Dans la rue principale, côté Nord, une vieille porte, surmontée d’un blason, attire l’attention. C’est là qu’habitait au XVIIème siècle le viguier Pierre Carle qui rendait la justice au nom du commandeur et administrait ses biens : viguier en la Justice Ordinaire du lieu de La Bastide-Pradines et fermier du Seigneur Commandeur dudit lieu. On lit sur la pierre IESUS MARIA 1648 et les initiales P C inscrites dans un cœur surmonté d’une croix. Le bois de la porte, parfaitement ouvragé, est bien conservé.

En revenant sur la Place, côté Sud, on remarque l’entrée d’une grande maison dont les armoiries ont disparus de l’emplacement qui était prévu pour elles. C’est la demeure que le notaire royal Antoine Gasc fit construire vers la fin du XVIIème siècle : sa Maison Neuve est mentionnée en 1694. Auparavant, ce même notaire, dont les précieux registres sont conservés aux Archives Départementales de Rodez, habitait rue du Barri dans une maison beaucoup plus modeste (troisième à gauche) qui présente encore quelques vestiges du XVIème siècle : porte d’entrée et fenêtre de la façade Est. Les armoiries manquantes de la nouvelle résidence du notaire Gasc sont probablement celles qui furent attribuées au XVIIIème siècle à l’un de ses descendante anobli qui s’appelait en 1757 Jean Antoine de Gasc, seigneur de Gineste, conseiller, secrétaire du Roy en la chancellerie près le Parlement de Toulouse, mais dont le nom, qui était encore le 27 novembre 1789 Messire Jean Antoine Gasc de laGineste, fut par la suite raccourci en Jean Antoine Gasc Lagisneste en même temps sans doute que ses armoiries furent martelées, parce que nobles, tandis que celles de Pierre Carle, le viguier du Commandeur, furent épargnées.

Enfin, les amateurs de marche à pied et de voies anciennes peuvent accéder au-delà de la rivière à un splendide chemin muletier qui fut tracé par les Hospitaliers pour relier la Commanderie de La Bastide-Pradines à la maison-mère de St-Félix de Valsorgue en passant par Le Viala du Pas de Jaux, où les mêmes Hospitaliers, successeurs de ce lieu des Templiers de Ste-Eulalie de Larzac, édifièrent au XVème siècle un autre grenier fortifié. Cette voie médiévale authentique, dont le vrai nom est Carrière Cave, c’est-à-dire « chemin encaissé » décrit six tournants dans un terrain tourmenté, boisé de hêtres avant d’accéder sur le plateau, où, du haut d’un grand rocher en forme d’un Lion accroupi jouant avec un Rat, on peut contempler l’ensemble du village, fièrement juché sur son éperon abrupt.

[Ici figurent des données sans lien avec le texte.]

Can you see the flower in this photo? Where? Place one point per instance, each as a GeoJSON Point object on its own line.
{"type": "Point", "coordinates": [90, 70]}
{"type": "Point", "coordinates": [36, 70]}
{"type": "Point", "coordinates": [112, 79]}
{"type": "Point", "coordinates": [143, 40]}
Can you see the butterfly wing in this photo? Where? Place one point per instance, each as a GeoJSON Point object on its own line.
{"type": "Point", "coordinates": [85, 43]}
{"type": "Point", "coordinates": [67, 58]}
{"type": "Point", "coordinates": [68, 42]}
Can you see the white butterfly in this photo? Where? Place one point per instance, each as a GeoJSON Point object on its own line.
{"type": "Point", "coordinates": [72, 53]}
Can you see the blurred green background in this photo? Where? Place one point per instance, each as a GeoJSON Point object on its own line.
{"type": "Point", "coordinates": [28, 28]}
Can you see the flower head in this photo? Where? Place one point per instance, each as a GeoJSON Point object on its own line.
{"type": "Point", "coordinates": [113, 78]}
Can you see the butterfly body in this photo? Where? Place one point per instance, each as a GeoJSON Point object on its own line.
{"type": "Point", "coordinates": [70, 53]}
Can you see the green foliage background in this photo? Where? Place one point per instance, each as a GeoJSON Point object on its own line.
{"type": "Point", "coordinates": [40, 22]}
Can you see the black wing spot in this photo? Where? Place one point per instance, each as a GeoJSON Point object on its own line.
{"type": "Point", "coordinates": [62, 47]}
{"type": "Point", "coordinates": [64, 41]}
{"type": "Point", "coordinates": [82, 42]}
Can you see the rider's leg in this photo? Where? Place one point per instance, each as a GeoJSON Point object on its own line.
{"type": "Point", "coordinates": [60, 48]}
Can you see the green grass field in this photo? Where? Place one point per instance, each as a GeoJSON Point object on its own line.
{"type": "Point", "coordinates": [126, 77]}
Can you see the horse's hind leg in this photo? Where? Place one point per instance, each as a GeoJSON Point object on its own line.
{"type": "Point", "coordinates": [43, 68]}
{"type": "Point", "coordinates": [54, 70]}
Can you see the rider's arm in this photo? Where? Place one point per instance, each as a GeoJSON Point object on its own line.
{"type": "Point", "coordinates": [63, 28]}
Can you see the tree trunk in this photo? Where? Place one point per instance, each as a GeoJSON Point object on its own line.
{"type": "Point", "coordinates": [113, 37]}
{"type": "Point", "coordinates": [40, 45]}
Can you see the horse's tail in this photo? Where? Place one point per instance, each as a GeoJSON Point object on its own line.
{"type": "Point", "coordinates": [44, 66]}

Nota Bene – Pour les promeneurs qui utilisent dans leurs randonnées les cartes IGN au 1/25000e qui sont topographiquement plus exactes que les anciennes cartes dites d’Etat Major, soulignons que la nomenclature toponymique de ces nouvelles cartes, notamment pour la commune de La Bastide-Pradines (feuilles 2541 Est et Ouest) est défectueuses. C’est ainsi que le hameau de St-Pierre de Gourjas est nommé « St-Pierre de Gourgeas », que la ferme de Maluserne, qui était anciennement Maisous Hermes, c’est-à-dire maisons abandonnées (allusion aux ruines gallo-romaines de Toungari), est devenue « Malhuserne ». Et que la cave à fromage dite Cave Martial (du nom d’un de ses propriétaires) a été affublée d’un anthroponyme américain mal digéré, pour être désormais officiellement notée sous la graphie grotesque de Cave Marshals !

Quant à la carte touristique qui s’intitule Le Larzac des Templiers, elle attribue faussement aux Chevaliers de cet Ordre la construction de monuments qui sont historiquement étrangers. On sait en effet que la « Tour de La Bastide-Pradine » (sic) a été bâtie par les Hospitaliers, comme d’ailleurs la Tour du Viala du Pas de Jaux ou les fortifications urbaines de Ste-Eulalie, La Cavalerie et La Courvertoirade. Sans parler du splendide Fort rectangulaire de St-Jean d’Alcas, à 5 km au sud de Roquefort, qui est l’œuvre de l’Abbaye de Nonenque.